Good luck! I voted! I love those bands (I'm a rock concert junkie! haha) Have fun & best of luck


----------



## Boz14 (May 20, 2009)

thank you!!!!


----------



## BittersweetEmbrace (Feb 24, 2010)

OOH! Is there gonna be any Bullet For My Valentine??


----------



## Krystle_Ann (Apr 3, 2010)

BittersweetEmbrace said:


> OOH! Is there gonna be any Bullet For My Valentine??
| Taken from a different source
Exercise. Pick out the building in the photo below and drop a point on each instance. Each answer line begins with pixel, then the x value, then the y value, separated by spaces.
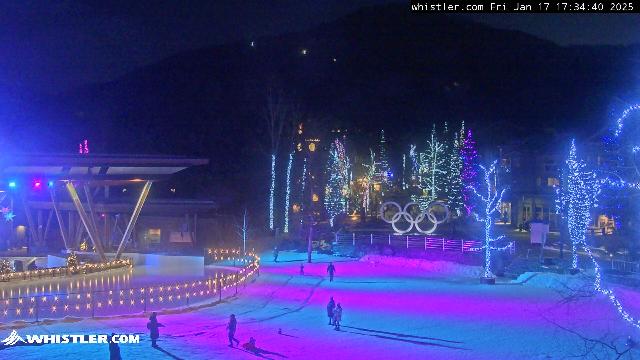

haha, I'm glad I'm not the only person that loves Bullet for my Valentine!!


----------



## BittersweetEmbrace (Feb 24, 2010)

Krystle_Ann said:


> haha, I'm glad I'm not the only person that loves Bullet for my Valentine!!


They're *FREAKIN' EPIC!* 
I'm listenin to Scream Aim Fire right now


----------



## aimee235 (Apr 29, 2007)

I voted. I'll try and remember to keep voting.


----------



## Krystle_Ann (Apr 3, 2010)

BittersweetEmbrace said:


> They're *FREAKIN' EPIC!*
> I'm listenin to Scream Aim Fire right now


I just went to FYE a few hours ago and got their brand new cd so now I have them all!!! I <3 them


----------



## BittersweetEmbrace (Feb 24, 2010)

Krystle_Ann said:


> I just went to FYE a few hours ago and got their brand new cd so now I have them all!!! I <3 them


Ooh FEVER! I'm ready to get naughty. Uplaod the songs on youtube so i can hear them!!!


----------



## Rudy4747 (Nov 29, 2009)

good luck we voted for you.


----------



## Lex's Guardian (Aug 8, 2009)

Good luck!!! I thought you were the prettiest 

I'm more of an A Perfect Circle, Tool & Rage Against The Machine Amongst MANY more Kinda girl


----------



## American_Pit13 (Apr 23, 2007)

Good luck!


----------



## DueceAddicTed (Sep 28, 2009)

Okey Dokey Voted!


----------



## cEElint (Oct 6, 2009)

i like Lollie though..


----------